Sharp's "stock price decline shows investor skepticism that Foxconn can actually help turn the company around," said Vincent Chen, an analyst at Yuanta Securities Co. in Taipei. "We can see that Foxconn being closely connected to Apple is no guarantee that Sharp will be able to secure any extra orders."
One of the paradoxes of the Apple-Sharp-Foxconn relationship is that despite intense demand from Apple for its components, Sharp's liquid-crystal display division loses money. Turning around that division, which suffers from industrywide overcapacity that is driving down prices, may be the sticking point in returning the company to profit.

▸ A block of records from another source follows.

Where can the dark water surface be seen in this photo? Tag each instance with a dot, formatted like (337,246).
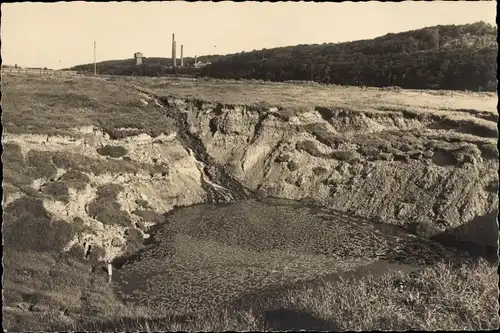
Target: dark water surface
(207,255)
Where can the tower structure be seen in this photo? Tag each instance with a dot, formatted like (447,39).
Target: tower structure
(182,55)
(174,60)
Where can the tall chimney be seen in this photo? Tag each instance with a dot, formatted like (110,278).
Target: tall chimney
(182,55)
(174,62)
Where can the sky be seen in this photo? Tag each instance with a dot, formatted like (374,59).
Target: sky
(61,35)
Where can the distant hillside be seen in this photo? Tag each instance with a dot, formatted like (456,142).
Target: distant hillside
(451,57)
(150,66)
(442,57)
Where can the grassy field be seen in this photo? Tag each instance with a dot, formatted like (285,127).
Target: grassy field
(438,298)
(46,288)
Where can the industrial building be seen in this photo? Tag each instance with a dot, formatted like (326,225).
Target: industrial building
(138,58)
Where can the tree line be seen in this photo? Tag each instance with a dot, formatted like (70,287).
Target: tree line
(443,57)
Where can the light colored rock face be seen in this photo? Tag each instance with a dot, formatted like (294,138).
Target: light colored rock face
(416,189)
(378,165)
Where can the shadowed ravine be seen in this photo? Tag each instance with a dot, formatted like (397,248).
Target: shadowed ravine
(233,254)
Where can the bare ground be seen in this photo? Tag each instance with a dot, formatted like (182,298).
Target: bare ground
(425,161)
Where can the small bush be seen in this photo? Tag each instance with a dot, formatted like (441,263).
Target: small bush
(489,151)
(149,216)
(293,166)
(134,241)
(348,156)
(39,165)
(76,179)
(12,155)
(57,190)
(319,171)
(143,203)
(115,134)
(105,208)
(309,147)
(112,151)
(27,226)
(282,158)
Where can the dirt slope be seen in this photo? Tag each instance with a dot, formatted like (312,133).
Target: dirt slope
(90,163)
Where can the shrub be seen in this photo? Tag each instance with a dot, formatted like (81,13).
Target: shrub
(57,190)
(293,166)
(27,226)
(318,171)
(348,156)
(76,179)
(12,155)
(112,151)
(142,203)
(39,165)
(105,208)
(309,147)
(149,216)
(134,241)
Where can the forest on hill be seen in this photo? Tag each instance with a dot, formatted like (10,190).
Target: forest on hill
(455,57)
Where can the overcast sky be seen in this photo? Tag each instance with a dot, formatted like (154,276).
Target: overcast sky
(60,35)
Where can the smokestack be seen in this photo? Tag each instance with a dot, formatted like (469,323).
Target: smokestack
(182,55)
(174,61)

Worldwide TV shipments, the major user of display panels, fell about 8 percent in the first quarter as sales of LCD models dropped on an annual basis for the first time, research company DisplaySearch, part of NPD Group, said June 20.

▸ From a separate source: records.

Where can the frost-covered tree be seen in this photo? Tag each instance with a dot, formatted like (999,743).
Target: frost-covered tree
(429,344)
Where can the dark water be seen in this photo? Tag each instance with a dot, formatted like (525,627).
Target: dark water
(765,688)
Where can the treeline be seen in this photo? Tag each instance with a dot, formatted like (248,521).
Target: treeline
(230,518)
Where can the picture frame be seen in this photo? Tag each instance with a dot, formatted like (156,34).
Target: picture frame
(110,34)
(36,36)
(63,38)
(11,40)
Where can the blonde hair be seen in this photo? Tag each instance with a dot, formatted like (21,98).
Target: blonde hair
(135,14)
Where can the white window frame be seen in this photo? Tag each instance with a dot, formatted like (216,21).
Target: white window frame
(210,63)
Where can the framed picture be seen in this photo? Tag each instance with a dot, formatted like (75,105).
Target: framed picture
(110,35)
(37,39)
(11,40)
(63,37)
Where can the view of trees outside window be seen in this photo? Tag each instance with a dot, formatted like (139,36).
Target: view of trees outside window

"Sharp needs to show that it can fix its LCD unit," said Keita Wakabayashi, a Tokyo-based analyst at Mito Securities Co. "It should be able to improve its small-to-medium-size panel business because they are used in tablets and smartphones, where demand is growing."
Sharp said Aug. 2 it will cut 5,000 jobs as it reels from lower TV prices and demand, and a yen trading near its postwar high, reducing the value of overseas earnings. The company's net loss was ¥138.4 billion in the three months that ended June 30, widening from ¥49.3 billion a year earlier, it said.

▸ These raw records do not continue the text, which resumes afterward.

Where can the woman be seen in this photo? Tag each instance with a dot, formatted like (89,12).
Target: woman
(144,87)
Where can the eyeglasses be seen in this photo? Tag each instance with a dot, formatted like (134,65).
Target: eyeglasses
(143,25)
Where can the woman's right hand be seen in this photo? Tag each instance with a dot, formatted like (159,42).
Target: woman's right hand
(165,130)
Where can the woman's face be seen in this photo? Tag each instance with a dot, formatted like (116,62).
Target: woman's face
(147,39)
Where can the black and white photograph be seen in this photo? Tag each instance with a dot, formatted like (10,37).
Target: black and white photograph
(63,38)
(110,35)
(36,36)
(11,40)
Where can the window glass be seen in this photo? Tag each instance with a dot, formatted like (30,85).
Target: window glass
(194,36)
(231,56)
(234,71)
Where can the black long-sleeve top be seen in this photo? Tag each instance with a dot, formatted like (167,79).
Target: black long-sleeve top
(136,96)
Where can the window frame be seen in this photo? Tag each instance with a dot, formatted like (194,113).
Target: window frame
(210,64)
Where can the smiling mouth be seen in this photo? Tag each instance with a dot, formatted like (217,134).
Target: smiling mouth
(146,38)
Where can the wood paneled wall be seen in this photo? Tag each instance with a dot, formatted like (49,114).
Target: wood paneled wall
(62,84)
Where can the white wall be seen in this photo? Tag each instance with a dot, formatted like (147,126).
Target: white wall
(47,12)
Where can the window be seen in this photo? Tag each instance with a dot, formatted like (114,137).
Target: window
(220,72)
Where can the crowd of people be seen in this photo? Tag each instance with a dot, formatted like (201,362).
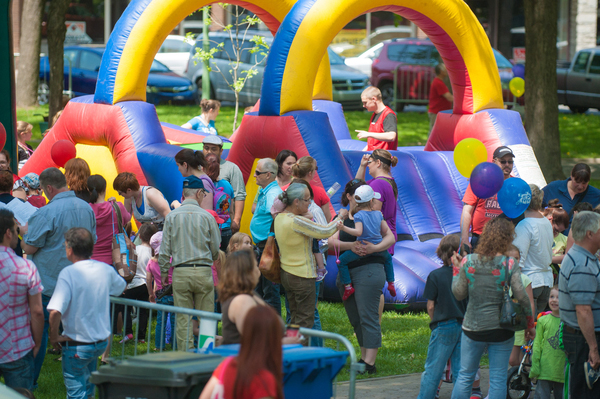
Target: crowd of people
(61,267)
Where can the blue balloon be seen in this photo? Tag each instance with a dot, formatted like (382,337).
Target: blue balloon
(486,179)
(514,197)
(519,71)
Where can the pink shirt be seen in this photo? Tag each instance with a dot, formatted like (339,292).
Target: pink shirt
(19,278)
(154,269)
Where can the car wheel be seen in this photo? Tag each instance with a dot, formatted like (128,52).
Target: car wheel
(578,110)
(387,95)
(43,93)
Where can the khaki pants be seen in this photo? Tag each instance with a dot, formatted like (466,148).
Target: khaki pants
(301,293)
(192,289)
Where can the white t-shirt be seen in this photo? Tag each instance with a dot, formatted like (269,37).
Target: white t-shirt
(534,239)
(82,297)
(144,254)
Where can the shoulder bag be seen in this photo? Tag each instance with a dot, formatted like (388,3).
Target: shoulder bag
(511,313)
(123,250)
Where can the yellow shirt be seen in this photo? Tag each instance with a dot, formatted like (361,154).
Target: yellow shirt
(294,236)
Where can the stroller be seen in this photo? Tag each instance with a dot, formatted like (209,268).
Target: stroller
(519,383)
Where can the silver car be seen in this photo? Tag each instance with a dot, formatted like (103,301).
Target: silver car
(348,83)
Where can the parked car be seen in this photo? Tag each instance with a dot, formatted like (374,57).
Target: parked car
(416,60)
(348,83)
(579,85)
(175,53)
(84,63)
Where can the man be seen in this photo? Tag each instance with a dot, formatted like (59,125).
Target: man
(440,98)
(383,129)
(478,211)
(20,309)
(574,190)
(81,301)
(190,245)
(232,173)
(579,302)
(260,226)
(45,238)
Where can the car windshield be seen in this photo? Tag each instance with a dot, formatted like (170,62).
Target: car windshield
(501,60)
(158,67)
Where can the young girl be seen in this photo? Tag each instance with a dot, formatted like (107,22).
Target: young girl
(548,361)
(370,227)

Even after shares plunged more than 60 percent below the price both sides agreed to in March, Sharp and Foxconn, which employs 1.2 million workers on assembly lines in China, remain committed to the investment. Foxconn plans to renegotiate to lower the ¥550-per-share it had originally agreed, Simon Hsing, a spokesman for Hon Hai, said Friday.
Miyuki Nakayama, a spokeswoman for Osaka-based Sharp, declined comment on whether the company has been approached to renegotiate terms of the ¥67 billion investment Foxconn originally agreed to make.
When Foxconn Technology Group agreed to buy its stake in Sharp, Gou also put ¥66 billion of his own money into an LCD venture with Sharp. The two groups have already agreed to collaborate, with Hon Hai planning to make the Japanese company's smartphones for sale in China, the world's biggest market for such devices, and Gou saying June 18 the companies will cooperate on assembling high-definition TVs.
Investors and ratings companies are not impressed. Credit Suisse Group AG and JPMorgan Chase & Co. downgraded their ratings on Sharp. Standard & Poor's cut its ratings to BBB from BBB+ and is still keeping the company on watch negative, meaning further downgrades are possible. Fitch Ratings also said the company's ratings may be cut to junk level in six to 12 months.
In July, the cost to insure Sharp's debt against default in the short term outstripped that for the longer term for the first time, a signal investors have concerns about the company's ability to repay debt. The company's net debt to shareholders' equity was 209.44, higher than its local peers in the country, according to data compiled by Bloomberg.
There could be more than just electronics in the Sharp-Foxconn deal. The Taiwanese firm may be able to use Sharp's home appliance and solar businesses to move into China and take on Samsung, a key supplier and competitor of Apple.
Sharp's health and environmental division makes white goods, including refrigerators, ovens and washing machines. Its information equipment group, which supplies cash registers, makes point-of-sales machines and printers.
These two are the company's only profitable businesses and accounted for about 31 percent of sales in the fiscal first quarter, according to company data.
"What needs to be focused on going forward is whether Hon Hai and Sharp will still have an alliance even if they can't agree on the terms," said Masahiko Ishino, an analyst at Mitsubishi UFJ Morgan Stanley Securities Co. in Tokyo. "It won't be positive news for Sharp if the alliance isn't maintained." Nor for Apple.